5 Steps to Turn Your PSAT Score into an SAT Game Plan

Last updated: Mar 21, 2018

After you take the PSAT, the temptation to try pushing the memory of that test out of your mind may be strong. That’s understandable. With the strict rules and format, it was probably one of the most frightening, uncomfortable tests you’ve ever taken.

But instead of letting yourself relax until the SAT sneaks up on you, it’s best to build an SAT game plan based on your PSAT score. Think about it. The content and testing format are still fresh in your mind. Start your SAT prep now while you have some momentum by following these five steps.

5. Review Your PSAT Score

The first step is to review and understand your PSAT score. This includes reviewing the test section scores you need to focus on (total score, math score, evidence-based reading & writing score), as well as the difference in the scoring rubric used for the SAT. Look for patterns in your incorrect answers to help hone in on those areas you need to improve.

Reviewing your PSAT score doesn’t just mean looking at the numbers. Take an honest look at your performance on test day to identify other weaknesses. Your biggest issue may be a specific test section, but it could also be a lot of other things that you didn’t anticipate.

The test format, testing location, or time of day could have all hurt your score. You may find your pre-test preparation itself was your biggest obstacle. You may not be able to address all of these factors, so make sure to manage those challenges that you can control. The point is, it’s important to take a long look back when deciding on how to move forward.

4. Note the Differences Between the PSAT and SAT

Your next step is to review how the PSAT and SAT differ. Although very alike, there are a few differences that could seriously hurt your score if you’re going in to the real thing unaware:

  • Essay: The PSAT has no essay. That means your SAT prep should include some essay practice if you decide to take it. Yes, the essay’s optional, and its score (on a 2-8 scale) will be listed separately from the other sections. Note: Some colleges require the SAT essay, so always check the schools where you’re applying to see if they do require it. When in doubt, take the essay.
  • Length: The SAT is longer and has more questions, but it generally works out to the same amount of time per question. What does this mean for you on test day? Your stamina and focus will be tested. Make sure to simulate test day as closely as possible during your preparation to adapt to this marathon exam.
  • Difficulty: The SAT is harder. Big surprise, right? What does this mean to you? The reading and writing sections may require more abstract thought and interpretation, and math is a little more challenging with more advanced-level questions.

A great rule of thumb is to come prepared by knowing the test format and length.
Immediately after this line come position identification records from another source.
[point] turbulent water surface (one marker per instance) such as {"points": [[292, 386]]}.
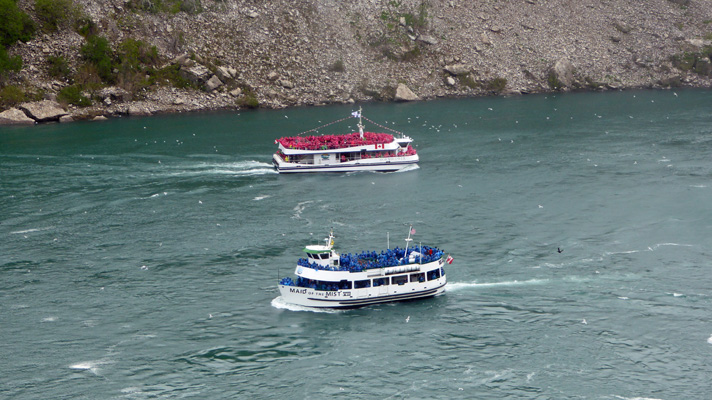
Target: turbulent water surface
{"points": [[140, 257]]}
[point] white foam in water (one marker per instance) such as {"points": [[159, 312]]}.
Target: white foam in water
{"points": [[91, 366], [237, 168], [31, 230], [453, 287], [411, 167], [278, 302]]}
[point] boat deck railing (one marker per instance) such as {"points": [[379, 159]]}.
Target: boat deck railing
{"points": [[371, 260]]}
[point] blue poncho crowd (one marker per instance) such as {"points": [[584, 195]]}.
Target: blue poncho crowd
{"points": [[371, 260]]}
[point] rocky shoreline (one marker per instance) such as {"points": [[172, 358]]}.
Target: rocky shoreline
{"points": [[238, 54]]}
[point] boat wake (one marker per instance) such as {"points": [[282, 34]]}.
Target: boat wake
{"points": [[457, 286], [241, 168], [411, 167], [278, 302]]}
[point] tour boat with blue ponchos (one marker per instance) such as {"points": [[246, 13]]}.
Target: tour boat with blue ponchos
{"points": [[358, 151], [327, 279]]}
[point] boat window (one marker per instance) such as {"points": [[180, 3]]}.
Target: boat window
{"points": [[380, 282], [362, 284], [434, 274]]}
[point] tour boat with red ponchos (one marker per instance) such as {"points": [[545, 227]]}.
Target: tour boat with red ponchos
{"points": [[327, 279], [358, 151]]}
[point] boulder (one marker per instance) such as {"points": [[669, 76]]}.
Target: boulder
{"points": [[114, 93], [213, 83], [197, 74], [563, 71], [457, 69], [703, 66], [427, 39], [15, 116], [224, 74], [43, 111], [403, 93], [136, 110]]}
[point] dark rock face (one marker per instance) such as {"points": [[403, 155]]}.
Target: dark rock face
{"points": [[283, 53]]}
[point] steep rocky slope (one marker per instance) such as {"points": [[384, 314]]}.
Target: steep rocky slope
{"points": [[285, 52]]}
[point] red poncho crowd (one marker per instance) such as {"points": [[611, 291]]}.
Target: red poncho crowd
{"points": [[325, 142]]}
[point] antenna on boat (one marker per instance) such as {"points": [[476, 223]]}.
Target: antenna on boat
{"points": [[408, 239], [360, 123]]}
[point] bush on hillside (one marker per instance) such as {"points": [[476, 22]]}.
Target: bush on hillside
{"points": [[98, 53], [11, 96], [8, 63], [58, 67], [15, 25]]}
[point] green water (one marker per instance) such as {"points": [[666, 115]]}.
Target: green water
{"points": [[140, 256]]}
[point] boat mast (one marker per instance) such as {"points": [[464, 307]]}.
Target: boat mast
{"points": [[360, 123], [407, 241]]}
Whether you realize it or not, that lingering uncertainty before you turn to the next page in your SAT booklet could be enough to derail your focus and hurt your score.

High school students taking the SAT.

3. Set a Target Score

Why do you want to set an SAT target score? It will give you the best chance of acceptance to your preferred colleges. For better or worse, your standardized test scores will be one of the first things admissions officers look at to determine if you’re a good fit for their school.
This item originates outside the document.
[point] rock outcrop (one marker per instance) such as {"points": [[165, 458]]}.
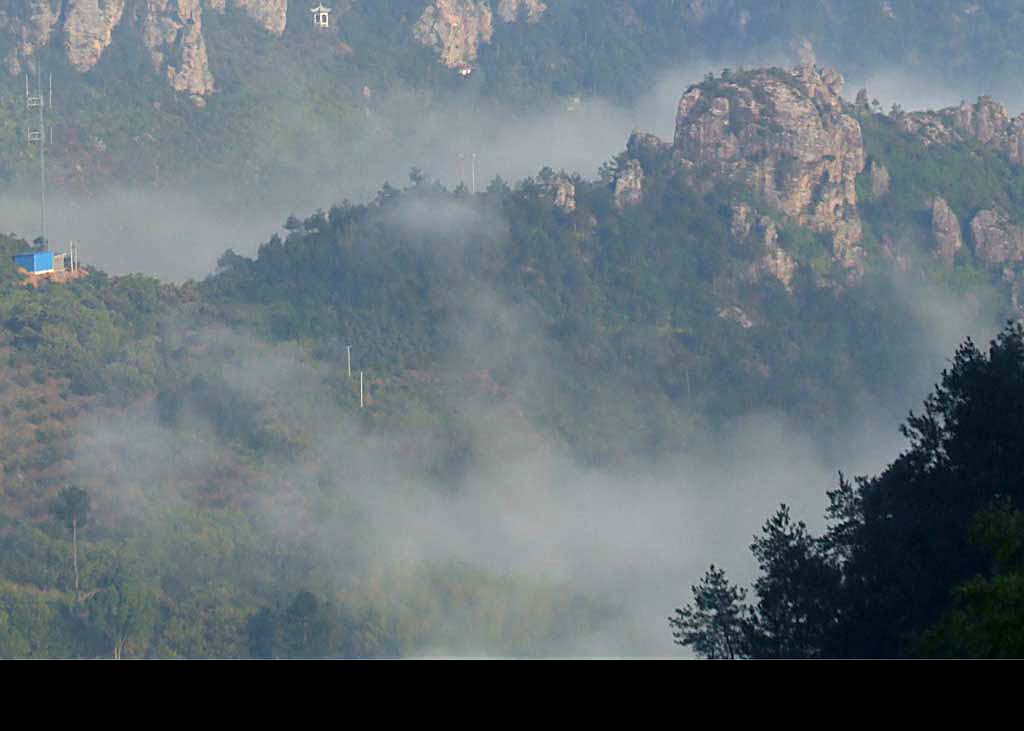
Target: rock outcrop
{"points": [[559, 188], [785, 135], [27, 27], [271, 14], [881, 180], [629, 184], [986, 122], [89, 29], [509, 9], [995, 240], [172, 31], [456, 29], [762, 232], [946, 229]]}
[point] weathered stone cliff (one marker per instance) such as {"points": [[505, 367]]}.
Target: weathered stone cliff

How do you set a target score? Review the schools you want to apply to and see their score breakdown. You can find the admitted student SAT scores on the admissions website (USF’s scores are on the requirements and deadlines page). This will give you a good idea of the score you need to hit for your best chance of acceptance.

2. Develop a Study Plan

Once you’ve identified your test weaknesses and set a target score, it’s time to develop a study plan:

  • Determine the resources you need: From professional tutoring to practice tests, you need these resources to bump up your scores. Check with your high school’s college counselor if you’re unsure where to turn for help. You can find many free SAT practice tests, so you can start there if you’re still unsure which resources you need most.
  • Improve your test-taking strategies: Great test-takers know better than to dive into the SAT in order. They skillfully prioritize, eliminate incorrect answers and make educated guesses to earn the best score.
  • Determine how long you need to study: This includes the period of time you need to study before the exam, as well as the actual number of hours you need to commit during your practice sessions. Obviously, longer is better for both. The sooner you start studying, the more familiar and comfortable you’ll be with the SAT. The longer you commit to learning the material, the more confident you’ll be going in to each section.
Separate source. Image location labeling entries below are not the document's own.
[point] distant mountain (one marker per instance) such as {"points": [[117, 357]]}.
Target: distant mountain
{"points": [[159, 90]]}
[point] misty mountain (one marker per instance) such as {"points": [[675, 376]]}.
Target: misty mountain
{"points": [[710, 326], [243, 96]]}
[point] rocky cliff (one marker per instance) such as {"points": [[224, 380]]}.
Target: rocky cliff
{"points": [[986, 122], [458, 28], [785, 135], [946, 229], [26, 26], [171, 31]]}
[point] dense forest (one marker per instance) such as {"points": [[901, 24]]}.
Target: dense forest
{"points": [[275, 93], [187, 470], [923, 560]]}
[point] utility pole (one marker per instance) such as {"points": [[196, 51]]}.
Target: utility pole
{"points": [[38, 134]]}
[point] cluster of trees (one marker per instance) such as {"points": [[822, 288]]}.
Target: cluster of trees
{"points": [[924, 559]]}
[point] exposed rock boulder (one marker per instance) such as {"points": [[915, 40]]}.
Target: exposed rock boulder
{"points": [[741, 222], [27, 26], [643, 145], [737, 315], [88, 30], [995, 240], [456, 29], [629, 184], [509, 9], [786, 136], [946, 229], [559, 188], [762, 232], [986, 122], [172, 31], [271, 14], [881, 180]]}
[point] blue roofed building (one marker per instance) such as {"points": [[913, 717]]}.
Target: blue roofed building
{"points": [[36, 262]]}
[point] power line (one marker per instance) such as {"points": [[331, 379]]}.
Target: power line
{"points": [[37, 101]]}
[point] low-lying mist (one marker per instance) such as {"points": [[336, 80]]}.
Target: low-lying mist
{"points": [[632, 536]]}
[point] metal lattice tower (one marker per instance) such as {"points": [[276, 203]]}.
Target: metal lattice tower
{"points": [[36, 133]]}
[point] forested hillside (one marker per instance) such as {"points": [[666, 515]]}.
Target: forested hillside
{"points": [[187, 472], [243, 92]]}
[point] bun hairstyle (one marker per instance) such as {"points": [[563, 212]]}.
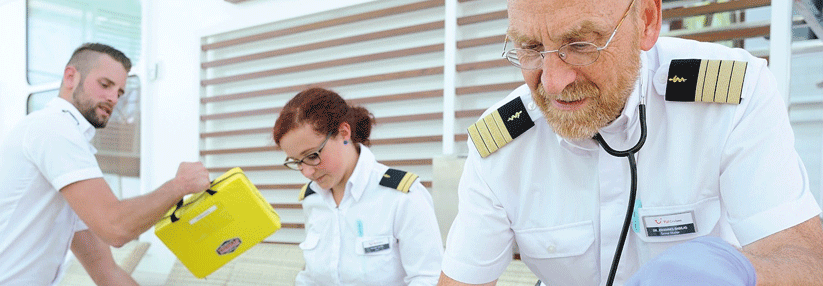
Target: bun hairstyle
{"points": [[324, 110]]}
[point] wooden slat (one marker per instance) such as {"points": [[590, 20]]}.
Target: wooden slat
{"points": [[497, 39], [671, 13], [227, 115], [397, 97], [736, 31], [324, 24], [491, 16], [374, 142], [401, 162], [716, 7], [237, 150], [357, 101], [236, 132], [329, 43], [389, 119], [496, 63], [328, 84], [508, 86], [298, 186], [326, 64]]}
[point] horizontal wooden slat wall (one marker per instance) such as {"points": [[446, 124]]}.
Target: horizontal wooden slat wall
{"points": [[385, 55]]}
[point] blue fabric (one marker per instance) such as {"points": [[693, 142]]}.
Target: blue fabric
{"points": [[703, 261]]}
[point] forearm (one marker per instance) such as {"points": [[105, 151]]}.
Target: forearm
{"points": [[96, 258], [791, 257], [788, 265], [136, 215], [116, 276]]}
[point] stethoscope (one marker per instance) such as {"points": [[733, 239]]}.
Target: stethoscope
{"points": [[628, 153]]}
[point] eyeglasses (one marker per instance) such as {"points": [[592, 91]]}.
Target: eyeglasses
{"points": [[312, 159], [576, 54]]}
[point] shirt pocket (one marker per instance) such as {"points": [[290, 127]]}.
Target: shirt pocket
{"points": [[311, 254], [665, 226], [379, 259], [558, 252]]}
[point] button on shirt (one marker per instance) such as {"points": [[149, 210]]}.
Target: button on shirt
{"points": [[377, 236], [48, 150], [726, 170]]}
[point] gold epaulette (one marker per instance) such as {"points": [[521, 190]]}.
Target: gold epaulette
{"points": [[398, 180], [500, 127], [305, 192], [696, 80]]}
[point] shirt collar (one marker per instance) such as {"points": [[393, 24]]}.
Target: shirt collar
{"points": [[64, 106], [360, 176]]}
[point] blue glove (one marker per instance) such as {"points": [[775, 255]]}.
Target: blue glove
{"points": [[705, 260]]}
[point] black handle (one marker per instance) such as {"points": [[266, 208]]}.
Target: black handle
{"points": [[174, 217]]}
1. Choose the Right Test Date

The test date you choose should do a few things for you:

  • Get your scores to your selected colleges in time
  • Align with your academic and work commitments
  • Provide you with enough time to prepare

Did you rock the PSAT? A few months of prep may be sufficient. If your PSAT scores landed a little lower than you hoped, you may need to schedule a later SAT test date to give yourself more study time.

Remember, you can always take the SAT a couple of times. Many schools even offer superscoring, which could improve your chances of acceptance.

Ready, Set, Study!

You probably don’t need any more reminders about the importance of a great SAT score. From scholarship opportunities to acceptance into the most competitive schools and academic programs, a great score can open many doors for you.